Gender dysphoria, racial/cultural microaggressions, triggers, and untreated chronic physical pain lead me to abandon my body to cope every day. Even with multiple sessions of Responsive Body, it’s been hard for me to allow myself to fully return home to this vessel. Especially since repeated states of financial and emotional crisis leave me unable to access consistent care.
The truth is, it will take years of somatic therapy for my body to trust that it’s safe to be present with my pain. I have experienced shame, gaslighting, and dismissal at the doctor’s office, as well as on a broader societal level, for simply being who I am. The message that the world repeatedly gives oppressed people is that our lives don’t have value.

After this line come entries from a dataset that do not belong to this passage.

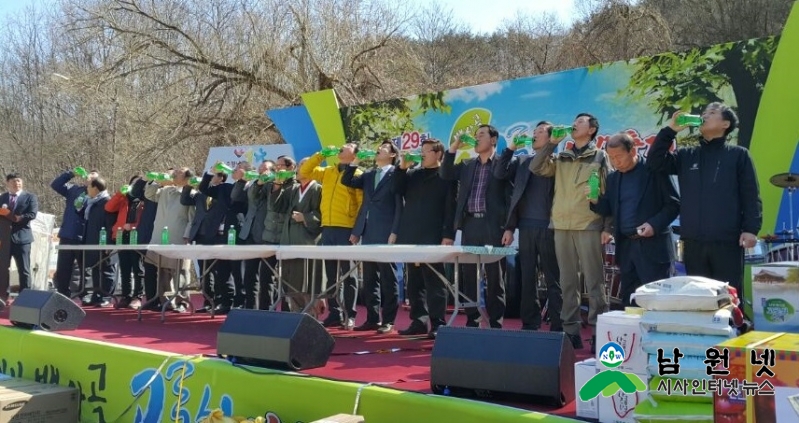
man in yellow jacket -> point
(340, 206)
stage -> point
(391, 361)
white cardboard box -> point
(625, 330)
(619, 407)
(583, 371)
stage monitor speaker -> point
(281, 340)
(47, 310)
(495, 362)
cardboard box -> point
(775, 297)
(620, 407)
(625, 330)
(341, 418)
(24, 401)
(740, 408)
(583, 371)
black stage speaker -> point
(489, 362)
(281, 340)
(45, 309)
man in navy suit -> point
(643, 204)
(378, 223)
(480, 214)
(20, 207)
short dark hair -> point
(393, 148)
(437, 146)
(727, 114)
(99, 183)
(287, 161)
(547, 123)
(622, 139)
(593, 122)
(492, 131)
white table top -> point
(374, 253)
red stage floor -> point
(395, 361)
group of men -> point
(562, 230)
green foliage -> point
(369, 124)
(691, 79)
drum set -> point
(784, 244)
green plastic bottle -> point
(366, 154)
(285, 174)
(593, 184)
(561, 131)
(80, 171)
(231, 236)
(103, 236)
(80, 201)
(468, 140)
(223, 168)
(413, 156)
(689, 120)
(330, 151)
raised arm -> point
(659, 158)
(61, 183)
(350, 179)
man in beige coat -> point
(579, 232)
(176, 218)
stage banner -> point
(637, 96)
(123, 384)
(254, 154)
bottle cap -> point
(636, 311)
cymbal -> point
(785, 180)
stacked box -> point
(763, 380)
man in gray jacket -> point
(257, 275)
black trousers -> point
(380, 287)
(479, 232)
(104, 273)
(537, 253)
(21, 253)
(131, 272)
(65, 266)
(636, 268)
(267, 288)
(150, 280)
(722, 261)
(332, 235)
(427, 294)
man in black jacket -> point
(19, 207)
(721, 210)
(531, 213)
(427, 219)
(643, 204)
(480, 213)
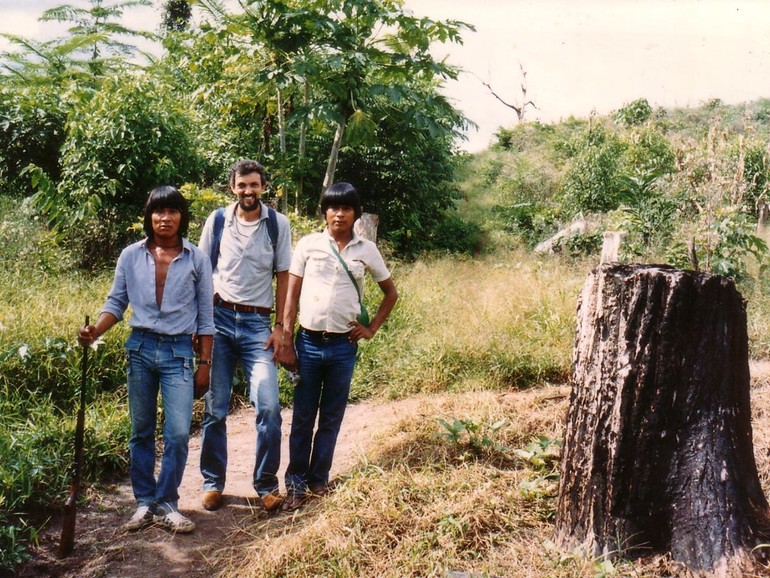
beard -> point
(248, 208)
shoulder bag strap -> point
(345, 266)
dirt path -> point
(103, 549)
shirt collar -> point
(356, 238)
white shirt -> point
(329, 300)
(244, 272)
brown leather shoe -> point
(319, 490)
(271, 501)
(212, 500)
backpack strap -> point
(216, 238)
(272, 230)
(219, 225)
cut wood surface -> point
(658, 454)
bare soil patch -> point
(104, 549)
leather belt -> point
(324, 334)
(219, 302)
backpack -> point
(219, 225)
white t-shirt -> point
(244, 271)
(328, 300)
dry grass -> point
(420, 506)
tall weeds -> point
(502, 321)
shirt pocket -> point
(358, 269)
(323, 264)
(259, 252)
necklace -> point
(249, 226)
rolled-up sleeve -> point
(205, 294)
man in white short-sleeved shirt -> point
(326, 281)
(246, 242)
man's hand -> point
(201, 381)
(288, 358)
(358, 331)
(276, 342)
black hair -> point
(246, 167)
(166, 197)
(341, 194)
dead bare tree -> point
(520, 109)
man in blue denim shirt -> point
(167, 282)
(244, 300)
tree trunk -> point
(331, 166)
(658, 452)
(367, 225)
(282, 144)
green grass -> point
(502, 321)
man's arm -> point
(276, 337)
(389, 298)
(288, 356)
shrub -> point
(590, 183)
(634, 113)
(130, 136)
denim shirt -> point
(188, 297)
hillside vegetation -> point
(473, 490)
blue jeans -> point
(159, 363)
(242, 337)
(326, 369)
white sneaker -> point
(175, 521)
(141, 518)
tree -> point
(658, 454)
(99, 28)
(521, 108)
(377, 49)
(176, 15)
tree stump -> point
(658, 452)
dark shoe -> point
(319, 490)
(271, 501)
(293, 502)
(212, 500)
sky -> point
(579, 55)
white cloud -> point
(579, 55)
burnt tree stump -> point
(658, 452)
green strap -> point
(345, 266)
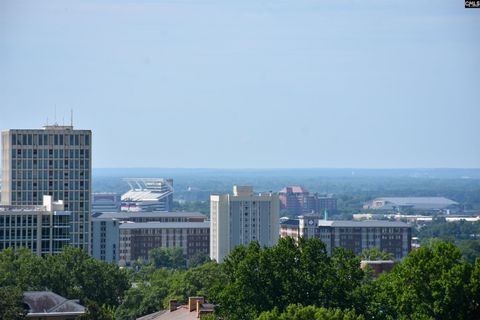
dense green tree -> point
(198, 259)
(470, 249)
(11, 305)
(146, 296)
(260, 279)
(299, 312)
(73, 274)
(196, 281)
(433, 282)
(375, 254)
(22, 268)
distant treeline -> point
(290, 280)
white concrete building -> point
(241, 217)
(56, 161)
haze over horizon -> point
(249, 84)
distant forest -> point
(351, 186)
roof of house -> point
(164, 225)
(43, 303)
(182, 313)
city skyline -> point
(249, 84)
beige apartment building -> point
(55, 161)
(241, 217)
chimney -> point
(199, 305)
(192, 303)
(173, 305)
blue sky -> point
(249, 84)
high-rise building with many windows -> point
(242, 217)
(56, 161)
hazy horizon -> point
(249, 84)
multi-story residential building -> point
(106, 230)
(293, 199)
(56, 161)
(400, 204)
(137, 239)
(43, 229)
(148, 194)
(297, 200)
(106, 202)
(391, 236)
(241, 217)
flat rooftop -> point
(165, 225)
(147, 214)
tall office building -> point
(56, 161)
(43, 229)
(239, 218)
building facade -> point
(106, 202)
(148, 194)
(241, 217)
(137, 239)
(391, 236)
(43, 229)
(106, 231)
(52, 161)
(297, 200)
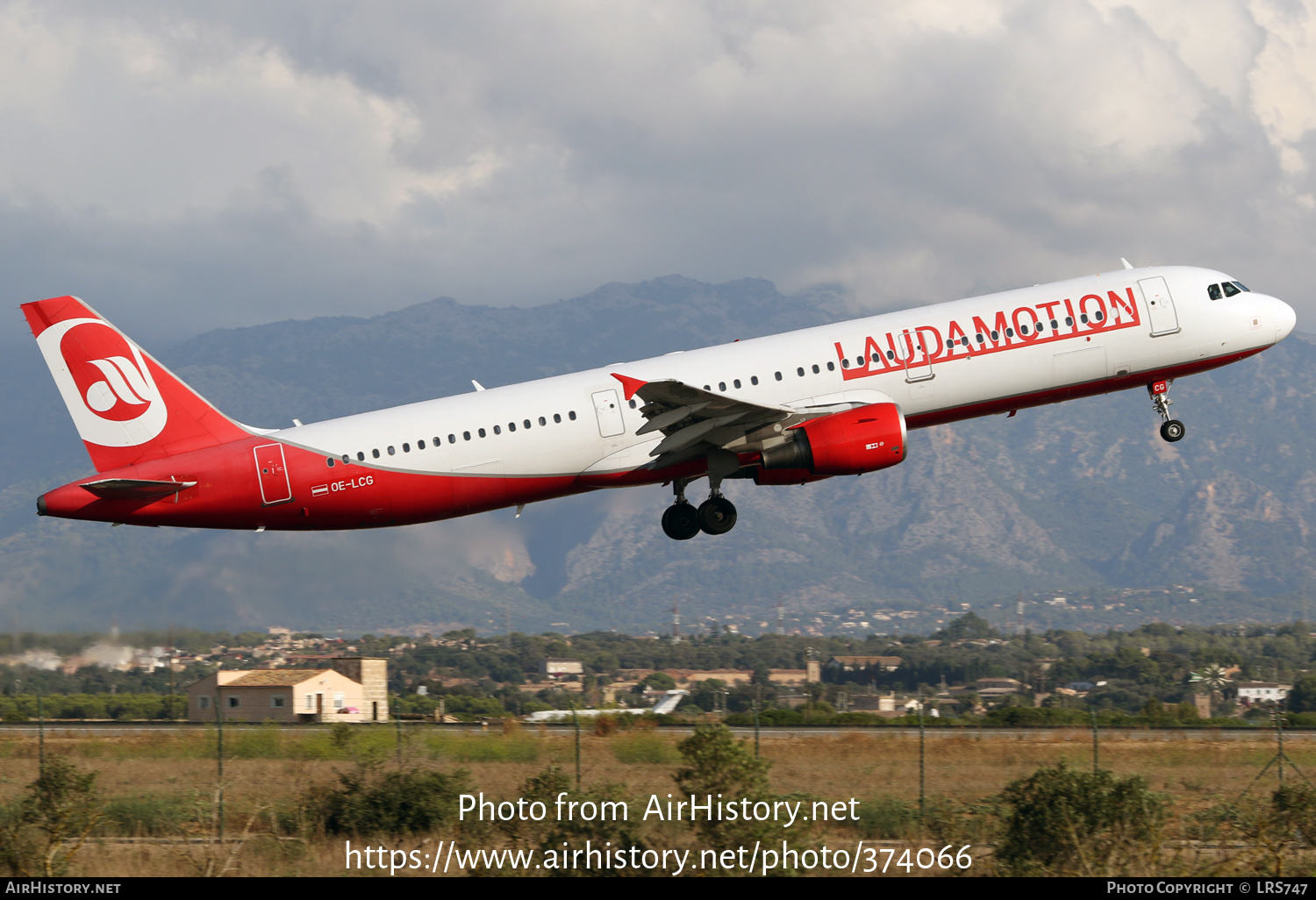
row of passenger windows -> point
(452, 439)
(1231, 289)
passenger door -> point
(1160, 305)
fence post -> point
(921, 803)
(1097, 744)
(576, 720)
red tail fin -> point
(128, 408)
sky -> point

Facing the depth of pain I’ve experienced, even with lighter skin and a middle-class upbringing, I must acknowledge how much more violent the world is for those with darker skin, and fewer resources. It is through the portal of my pain that I can recognize how all people deserve to grow up in a world that validates their essence, empowers them to have agency over their own bodies and livelihoods, and provides them with adequate resources and care.
A call to Embodied Care is a call to acknowledge and reckon with the damage and violence that has affected so many people in the U.S. The movement is a call to potentiate new realities of joy, belonging, and reclamation of self. It is a call to action to be present and responsive to our humanity (to be in our beingness) and to be moved and committed to addressing human suffering at large.